А секс с ним не шел ни в какое сравнение с тем, что было у нее со Стефаном и Лехой. Да и вообще, остроту тех ощущений она с тех пор не испытала ни разу. Хотя пыталась. Один раз с музыкантом из их ресторана. Но оказалось настолько пьяно, грязно и гадко, что попыток она больше не делала. Спокойный и скучный Марис умер от сердечного приступа прогрессирующей стенокардии, о которой он молчал, не лечился и все пытался соответствовать своей молодой и красивой жене, которая больше всего на свете любила танцевать. Танцевальные навыки, приобретенные Касей в Сызрани, требовали хоть какого-то выхода. Муж таскался с ней на все дискотеки и, с гримасой боли на лице, которую та попросту не замечала, пытался то танцевать, то выпивать и сидеть в прокуренном зале, если танцы были в ресторане.

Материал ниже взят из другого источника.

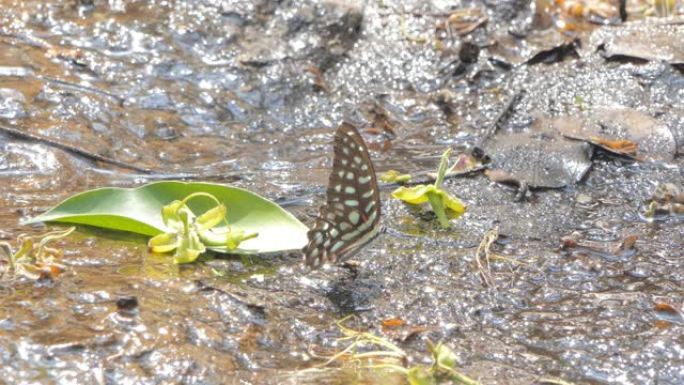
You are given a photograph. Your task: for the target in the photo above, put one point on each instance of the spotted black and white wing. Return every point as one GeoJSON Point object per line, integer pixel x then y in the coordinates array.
{"type": "Point", "coordinates": [351, 215]}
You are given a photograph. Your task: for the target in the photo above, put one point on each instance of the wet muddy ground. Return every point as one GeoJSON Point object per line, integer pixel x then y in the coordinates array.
{"type": "Point", "coordinates": [250, 92]}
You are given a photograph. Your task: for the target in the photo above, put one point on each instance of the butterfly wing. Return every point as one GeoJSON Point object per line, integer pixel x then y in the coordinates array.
{"type": "Point", "coordinates": [350, 217]}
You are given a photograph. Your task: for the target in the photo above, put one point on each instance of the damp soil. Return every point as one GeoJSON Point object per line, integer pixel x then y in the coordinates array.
{"type": "Point", "coordinates": [249, 93]}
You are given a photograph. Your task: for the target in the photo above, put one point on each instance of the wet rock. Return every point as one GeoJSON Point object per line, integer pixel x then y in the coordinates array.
{"type": "Point", "coordinates": [156, 99]}
{"type": "Point", "coordinates": [11, 104]}
{"type": "Point", "coordinates": [320, 33]}
{"type": "Point", "coordinates": [610, 127]}
{"type": "Point", "coordinates": [546, 46]}
{"type": "Point", "coordinates": [537, 160]}
{"type": "Point", "coordinates": [652, 39]}
{"type": "Point", "coordinates": [351, 296]}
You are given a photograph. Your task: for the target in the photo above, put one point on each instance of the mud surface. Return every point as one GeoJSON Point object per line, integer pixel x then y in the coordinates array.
{"type": "Point", "coordinates": [249, 93]}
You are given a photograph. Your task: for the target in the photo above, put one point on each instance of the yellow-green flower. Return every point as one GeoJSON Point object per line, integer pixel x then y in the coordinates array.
{"type": "Point", "coordinates": [439, 199]}
{"type": "Point", "coordinates": [189, 236]}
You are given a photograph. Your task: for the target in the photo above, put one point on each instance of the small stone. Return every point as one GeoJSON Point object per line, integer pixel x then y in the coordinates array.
{"type": "Point", "coordinates": [11, 104]}
{"type": "Point", "coordinates": [583, 199]}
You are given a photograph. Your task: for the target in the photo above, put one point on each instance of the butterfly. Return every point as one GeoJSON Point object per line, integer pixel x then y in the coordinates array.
{"type": "Point", "coordinates": [350, 217]}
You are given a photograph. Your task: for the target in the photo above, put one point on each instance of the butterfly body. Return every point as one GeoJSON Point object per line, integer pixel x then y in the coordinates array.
{"type": "Point", "coordinates": [351, 215]}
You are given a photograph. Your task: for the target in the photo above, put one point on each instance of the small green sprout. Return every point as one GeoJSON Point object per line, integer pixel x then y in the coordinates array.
{"type": "Point", "coordinates": [393, 176]}
{"type": "Point", "coordinates": [388, 356]}
{"type": "Point", "coordinates": [35, 261]}
{"type": "Point", "coordinates": [439, 199]}
{"type": "Point", "coordinates": [189, 235]}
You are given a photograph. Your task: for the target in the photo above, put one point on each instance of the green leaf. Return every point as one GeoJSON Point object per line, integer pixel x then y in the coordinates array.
{"type": "Point", "coordinates": [418, 375]}
{"type": "Point", "coordinates": [138, 210]}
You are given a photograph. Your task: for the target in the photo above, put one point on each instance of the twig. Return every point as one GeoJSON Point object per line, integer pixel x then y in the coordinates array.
{"type": "Point", "coordinates": [483, 257]}
{"type": "Point", "coordinates": [74, 150]}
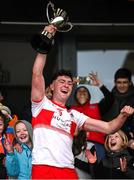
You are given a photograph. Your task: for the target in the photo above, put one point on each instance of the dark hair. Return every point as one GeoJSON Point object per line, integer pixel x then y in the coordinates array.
{"type": "Point", "coordinates": [123, 73]}
{"type": "Point", "coordinates": [75, 93]}
{"type": "Point", "coordinates": [62, 72]}
{"type": "Point", "coordinates": [5, 120]}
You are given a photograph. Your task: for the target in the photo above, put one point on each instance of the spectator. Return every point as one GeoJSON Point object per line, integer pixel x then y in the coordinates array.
{"type": "Point", "coordinates": [122, 94]}
{"type": "Point", "coordinates": [19, 164]}
{"type": "Point", "coordinates": [82, 98]}
{"type": "Point", "coordinates": [118, 163]}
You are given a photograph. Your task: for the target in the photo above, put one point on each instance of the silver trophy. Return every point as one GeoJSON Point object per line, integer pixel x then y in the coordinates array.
{"type": "Point", "coordinates": [43, 42]}
{"type": "Point", "coordinates": [83, 80]}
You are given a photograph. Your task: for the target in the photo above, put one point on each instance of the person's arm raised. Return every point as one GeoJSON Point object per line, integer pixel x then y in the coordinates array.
{"type": "Point", "coordinates": [111, 126]}
{"type": "Point", "coordinates": [38, 81]}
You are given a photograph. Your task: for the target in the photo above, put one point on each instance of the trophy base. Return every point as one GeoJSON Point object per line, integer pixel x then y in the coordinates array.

Да, он был всегда спокоен, ничего не говорил, чаще всего молчал, но понимал и знал, что Кася его не любит. Перед тем как его повезли на операцию, окончившуюся, мягко говоря, неудачей с переходом в мир иной, он попросил у сестры бумагу и ручку и написал Касе несколько слов: «Моя милая Катя! Я так любил тебя, хотя и не смог сделать твою жизнь веселой и праздничной. Но я старался. А ты подарила мне несколько лет счастья. Спасибо тебе. И прощай. На всякий случай». Он будто знал, чем у него все закончится, и этот «всякий случай» все-таки случился. Он написал свое прощальное письмо по-латышски, так как русским языком свободно не владел. Но попросил медсестру, в случае плохого исхода, перевести жене его слова. Она и перевела потом, и Кася впервые за много лет заплакала. И не оттого, что было так уж жалко Мариса (хотя и от этого, конечно), а оттого в первую очередь, что стало совсем одиноко.
«Что-то со мной не так, – подумала она тогда. – Что-то я не так делаю, не так живу». Однако слезы быстро высохли, и жизнь, какая бы она ни была, – продолжалась. Марис оставил ей очень серьезную сумму на счете в сбербанке и, предвидя радикальные перемены в стране и в своей судьбе, посоветовал перевести все деньги в валюту, что Кася и сделала еще до его операции. Кроме того, оставалась шикарная квартира в центре Риги, а наследников у Мариса не оказалось: родители его давно умерли, а детей и других родственников не было. Так Кася и оказалась единственной хозяйкой квартиры. Она больше не работала в ресторане и жила теперь на ренту со своего капитала. Да и квартиру уже можно было продать, купить себе поменьше и жить безбедно. Но Кася, имея солидные деньги, все же ездила на автобусах и питалась в столовых или дешевых кафе.